Position: Analog Engineer
Current Institution: Intel
Ultra-Low Power Multi-Channel Data Conversion with a Single SAR ADC for Mobile SensingApplications
Traditional data compression for sparse signals like bio-signals and image signals is subsequent to front-end Nyquist-rate data sampling. Recently emerging compressive sensing (CS) theory suggests that the signal sparsity can be exploited to enable sub-Nyquist rate sampling and thus save commensurate power and hardware-complexity of the front-end sensor. Although in recent years CS has been actively exploited to reconstruct a single-channel signal at sub-Nyquist rate in the applications of cognitive radios and bio-sensors, very few previous works cover its feasibility on multi-channel ADCs. Besides, most previous single-channel works use active components like integrators and op-amps to perform the weighted summation operation required by the CS process, which is area and power-consuming and severely limits the linearity. An area and power-efficient, high linearity architecture for multi-channel CS-based ADC is potential. Our work proposes a CS-based SAR ADC which is capable of simultaneously converting 4-channel sparse signals at the Nyquist rate of one channel. The chip is fabricated in a 0.13μm CMOS
process. Operating at 1MS/s, the SAR ADC itself achieves a 66dB SNDR and a 25fJ/step FoM at 0.8V. Using convex optimization methods, 4- channel 500kHz-bandwidth signals can be reconstructed with a 66dB peak SNDR and a 41% max occupancy, leading to an effective FoM per channel of 6.25 fJ/step.

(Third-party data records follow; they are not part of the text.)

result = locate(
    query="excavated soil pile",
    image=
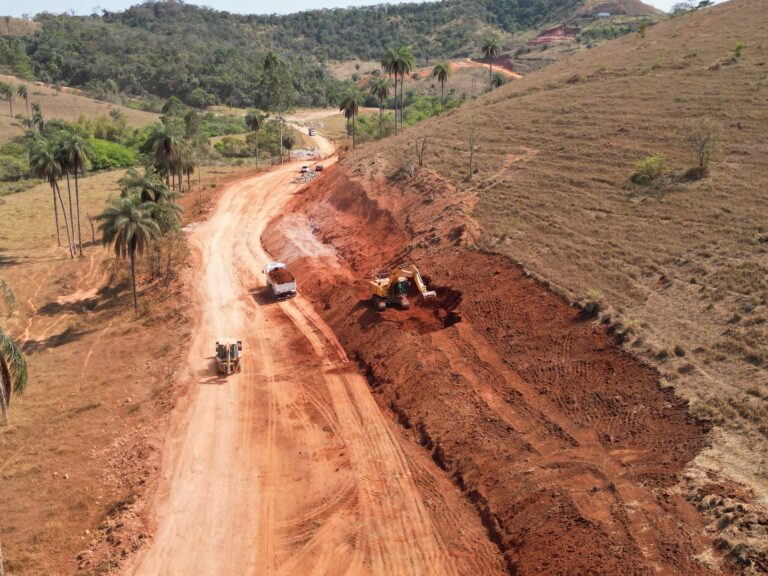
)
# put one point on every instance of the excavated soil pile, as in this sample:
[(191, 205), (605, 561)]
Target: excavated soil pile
[(567, 446), (280, 276)]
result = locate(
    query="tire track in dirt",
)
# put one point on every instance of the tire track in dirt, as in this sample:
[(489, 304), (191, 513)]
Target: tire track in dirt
[(290, 464)]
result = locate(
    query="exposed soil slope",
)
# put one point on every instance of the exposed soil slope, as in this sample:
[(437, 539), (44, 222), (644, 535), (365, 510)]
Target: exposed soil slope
[(679, 266), (567, 446), (290, 467)]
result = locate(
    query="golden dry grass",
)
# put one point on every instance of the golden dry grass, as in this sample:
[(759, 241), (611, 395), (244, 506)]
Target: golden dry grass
[(68, 104), (681, 265)]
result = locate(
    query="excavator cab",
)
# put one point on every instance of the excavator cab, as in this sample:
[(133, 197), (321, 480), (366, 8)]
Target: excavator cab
[(392, 289), (228, 353)]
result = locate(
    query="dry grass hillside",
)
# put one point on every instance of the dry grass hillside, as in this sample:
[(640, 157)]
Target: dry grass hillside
[(67, 104), (677, 268)]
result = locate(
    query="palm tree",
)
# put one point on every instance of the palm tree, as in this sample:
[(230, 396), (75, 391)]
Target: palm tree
[(405, 64), (13, 371), (163, 142), (13, 367), (44, 163), (128, 226), (441, 72), (22, 92), (79, 154), (350, 105), (6, 91), (254, 121), (379, 87), (389, 64), (491, 48)]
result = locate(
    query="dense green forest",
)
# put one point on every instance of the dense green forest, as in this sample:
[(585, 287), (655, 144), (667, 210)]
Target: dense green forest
[(205, 56)]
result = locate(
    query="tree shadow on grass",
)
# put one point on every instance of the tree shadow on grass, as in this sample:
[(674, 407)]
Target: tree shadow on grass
[(67, 336)]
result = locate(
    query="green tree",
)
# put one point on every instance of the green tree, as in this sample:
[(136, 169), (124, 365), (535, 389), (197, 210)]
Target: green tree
[(350, 106), (23, 93), (128, 226), (6, 91), (44, 163), (389, 64), (277, 84), (441, 72), (491, 48), (254, 121), (379, 88)]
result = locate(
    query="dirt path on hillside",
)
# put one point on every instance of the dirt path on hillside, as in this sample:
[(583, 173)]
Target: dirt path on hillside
[(288, 467)]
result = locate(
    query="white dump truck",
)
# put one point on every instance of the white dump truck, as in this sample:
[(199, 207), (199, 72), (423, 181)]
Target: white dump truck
[(280, 281)]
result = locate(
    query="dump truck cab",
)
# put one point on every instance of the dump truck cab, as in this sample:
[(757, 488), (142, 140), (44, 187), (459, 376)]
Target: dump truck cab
[(228, 355)]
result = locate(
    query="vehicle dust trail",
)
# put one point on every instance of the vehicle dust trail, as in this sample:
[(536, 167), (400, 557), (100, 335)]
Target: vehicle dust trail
[(288, 467)]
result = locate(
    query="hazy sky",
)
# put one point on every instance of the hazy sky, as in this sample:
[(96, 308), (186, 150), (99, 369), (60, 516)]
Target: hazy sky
[(17, 8)]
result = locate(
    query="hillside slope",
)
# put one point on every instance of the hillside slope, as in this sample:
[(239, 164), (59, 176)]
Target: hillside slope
[(675, 271)]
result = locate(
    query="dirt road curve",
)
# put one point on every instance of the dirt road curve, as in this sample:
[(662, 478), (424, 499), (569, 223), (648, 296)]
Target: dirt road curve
[(288, 467)]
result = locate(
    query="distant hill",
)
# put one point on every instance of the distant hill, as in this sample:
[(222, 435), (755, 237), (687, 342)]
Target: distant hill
[(171, 48)]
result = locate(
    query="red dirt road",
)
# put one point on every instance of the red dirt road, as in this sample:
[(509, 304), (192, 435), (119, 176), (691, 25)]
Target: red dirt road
[(290, 467)]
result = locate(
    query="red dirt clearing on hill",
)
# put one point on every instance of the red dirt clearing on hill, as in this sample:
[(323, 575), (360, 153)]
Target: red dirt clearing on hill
[(566, 445)]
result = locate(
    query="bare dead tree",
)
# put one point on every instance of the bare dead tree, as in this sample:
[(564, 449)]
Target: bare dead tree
[(420, 148)]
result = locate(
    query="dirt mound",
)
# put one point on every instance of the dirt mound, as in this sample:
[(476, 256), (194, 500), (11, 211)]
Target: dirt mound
[(568, 447), (281, 276)]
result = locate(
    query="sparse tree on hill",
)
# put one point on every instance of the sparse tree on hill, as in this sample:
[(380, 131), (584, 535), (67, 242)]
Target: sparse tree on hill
[(379, 88), (6, 91), (389, 64), (491, 48), (128, 226), (441, 72), (23, 93), (350, 106), (254, 121), (44, 163)]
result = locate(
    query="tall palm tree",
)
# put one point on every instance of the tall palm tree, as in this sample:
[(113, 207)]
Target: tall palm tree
[(406, 61), (6, 91), (491, 48), (128, 226), (164, 143), (44, 163), (79, 155), (254, 120), (441, 72), (389, 64), (350, 106), (23, 93), (379, 87)]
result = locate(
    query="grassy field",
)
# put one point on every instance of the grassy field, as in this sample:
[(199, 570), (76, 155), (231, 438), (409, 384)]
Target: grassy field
[(679, 267), (65, 105), (84, 438)]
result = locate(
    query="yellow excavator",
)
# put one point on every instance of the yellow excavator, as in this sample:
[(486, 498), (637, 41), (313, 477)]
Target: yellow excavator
[(392, 289)]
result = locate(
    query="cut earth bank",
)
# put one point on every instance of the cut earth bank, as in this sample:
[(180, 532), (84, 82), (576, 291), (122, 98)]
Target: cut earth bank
[(570, 450)]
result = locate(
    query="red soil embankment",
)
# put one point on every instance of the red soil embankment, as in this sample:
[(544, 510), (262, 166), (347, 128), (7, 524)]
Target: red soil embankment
[(567, 446)]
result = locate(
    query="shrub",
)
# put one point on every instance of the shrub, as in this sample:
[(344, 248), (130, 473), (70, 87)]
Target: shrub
[(648, 170), (111, 155)]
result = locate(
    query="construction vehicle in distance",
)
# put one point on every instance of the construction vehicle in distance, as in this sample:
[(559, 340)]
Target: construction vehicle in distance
[(392, 289), (228, 352), (280, 280)]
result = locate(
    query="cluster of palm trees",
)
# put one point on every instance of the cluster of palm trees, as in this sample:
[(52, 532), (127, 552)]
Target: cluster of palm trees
[(397, 63), (145, 210), (62, 155)]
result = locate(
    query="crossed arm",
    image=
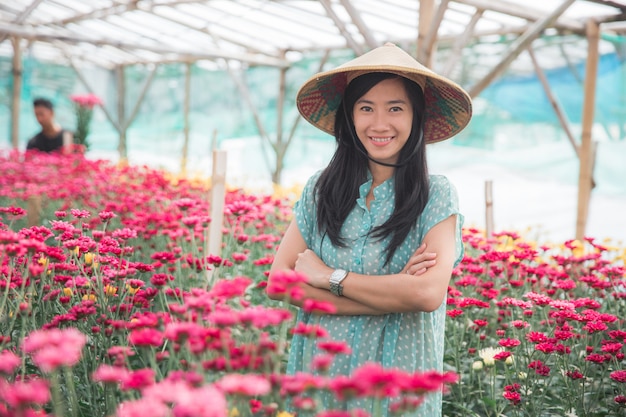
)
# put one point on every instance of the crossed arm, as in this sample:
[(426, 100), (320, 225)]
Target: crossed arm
[(421, 285)]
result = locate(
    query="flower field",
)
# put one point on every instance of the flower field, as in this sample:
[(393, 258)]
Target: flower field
[(109, 306)]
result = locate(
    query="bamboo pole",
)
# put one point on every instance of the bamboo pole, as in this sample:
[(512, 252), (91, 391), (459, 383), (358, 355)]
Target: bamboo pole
[(431, 37), (185, 151), (585, 173), (280, 148), (488, 208), (213, 241), (553, 101), (17, 92), (121, 111), (457, 49), (359, 23), (357, 48), (425, 19)]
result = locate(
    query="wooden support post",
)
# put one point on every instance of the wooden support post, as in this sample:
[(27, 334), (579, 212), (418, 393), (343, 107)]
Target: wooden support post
[(553, 101), (17, 92), (183, 168), (121, 112), (427, 54), (457, 49), (585, 174), (426, 12), (213, 240), (488, 208)]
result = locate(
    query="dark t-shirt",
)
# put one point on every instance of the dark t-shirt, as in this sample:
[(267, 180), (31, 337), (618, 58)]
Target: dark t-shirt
[(46, 144)]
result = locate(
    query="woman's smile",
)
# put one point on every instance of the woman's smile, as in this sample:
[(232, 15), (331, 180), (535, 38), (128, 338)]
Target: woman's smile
[(383, 119)]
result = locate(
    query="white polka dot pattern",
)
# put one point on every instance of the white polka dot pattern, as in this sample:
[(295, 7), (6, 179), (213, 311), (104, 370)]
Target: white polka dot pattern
[(409, 341)]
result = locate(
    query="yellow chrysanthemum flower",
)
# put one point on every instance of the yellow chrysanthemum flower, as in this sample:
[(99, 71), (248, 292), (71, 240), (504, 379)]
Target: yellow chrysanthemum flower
[(89, 258), (110, 290), (488, 355)]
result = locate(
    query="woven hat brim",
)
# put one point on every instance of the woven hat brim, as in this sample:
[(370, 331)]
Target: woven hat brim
[(448, 107)]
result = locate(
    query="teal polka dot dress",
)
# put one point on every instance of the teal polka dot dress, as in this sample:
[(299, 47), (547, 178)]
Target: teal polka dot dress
[(408, 341)]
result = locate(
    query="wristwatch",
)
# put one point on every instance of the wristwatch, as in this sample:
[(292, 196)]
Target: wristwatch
[(336, 277)]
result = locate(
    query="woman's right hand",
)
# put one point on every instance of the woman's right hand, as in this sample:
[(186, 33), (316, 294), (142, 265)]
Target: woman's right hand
[(420, 261)]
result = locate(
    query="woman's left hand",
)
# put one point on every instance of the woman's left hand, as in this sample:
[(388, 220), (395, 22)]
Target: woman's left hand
[(317, 272)]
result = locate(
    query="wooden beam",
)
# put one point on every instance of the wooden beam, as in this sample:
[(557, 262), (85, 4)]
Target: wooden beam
[(89, 88), (121, 111), (245, 93), (553, 101), (586, 150), (356, 47), (280, 147), (17, 92), (431, 37), (200, 52), (518, 46), (522, 11), (489, 209), (126, 122), (23, 16), (456, 54), (359, 23), (426, 11), (186, 103)]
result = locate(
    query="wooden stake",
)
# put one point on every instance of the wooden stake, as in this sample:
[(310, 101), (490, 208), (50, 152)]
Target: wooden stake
[(183, 164), (488, 208), (213, 242), (17, 92), (585, 174)]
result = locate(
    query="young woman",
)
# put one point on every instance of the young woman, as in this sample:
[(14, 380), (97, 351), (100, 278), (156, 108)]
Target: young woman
[(374, 233)]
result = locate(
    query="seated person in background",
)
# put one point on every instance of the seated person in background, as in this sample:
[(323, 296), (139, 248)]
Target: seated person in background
[(52, 136)]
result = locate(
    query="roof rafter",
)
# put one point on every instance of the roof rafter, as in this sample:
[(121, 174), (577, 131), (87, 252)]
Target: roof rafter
[(524, 12), (35, 34), (355, 46)]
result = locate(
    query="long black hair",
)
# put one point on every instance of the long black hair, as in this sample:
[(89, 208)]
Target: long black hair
[(337, 189)]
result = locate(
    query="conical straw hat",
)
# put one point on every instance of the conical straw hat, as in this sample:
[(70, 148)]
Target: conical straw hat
[(448, 107)]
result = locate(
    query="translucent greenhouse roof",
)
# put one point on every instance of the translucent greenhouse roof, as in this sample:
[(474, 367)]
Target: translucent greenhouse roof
[(269, 32)]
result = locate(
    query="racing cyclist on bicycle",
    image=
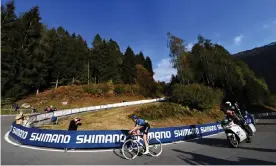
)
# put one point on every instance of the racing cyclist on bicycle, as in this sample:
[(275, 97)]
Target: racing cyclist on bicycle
[(144, 129)]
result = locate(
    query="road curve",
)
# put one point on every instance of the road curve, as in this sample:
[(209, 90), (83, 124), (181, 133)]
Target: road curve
[(212, 150)]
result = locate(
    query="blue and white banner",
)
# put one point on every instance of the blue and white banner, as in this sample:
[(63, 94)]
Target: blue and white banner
[(99, 139)]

Wenjuan Guo received the B.S. degree from Tsinghua University, Beijing, China, in 2011 and the Ph.D. degree from The University of Texas at Austin, TX, USA, in 2016. Her Ph.D. dissertation is focused on ultra-low-power high performance SAR ADC design. During her Ph.D., she taped out three chips. After Ph.D. graduation, she continued to work with her supervisor, Dr. Nan Sun, as a Post-Doctoral Fellow and extended her research to high-resolution time-to-digital converter (TDC) design. Within 3 months, she taped out another two chips. From June 2013 to May 2014, she was a Design Intern in the DAC team of Texas Instruments, Dallas, TX. She worked on a 16-bit R-2R DAC design. She received Texas Instrument Fellowship in 2014 and 2015. Currently she is an analog design engineer in the analog-and-mixed-signal team of Intel, Austin, TX, USA.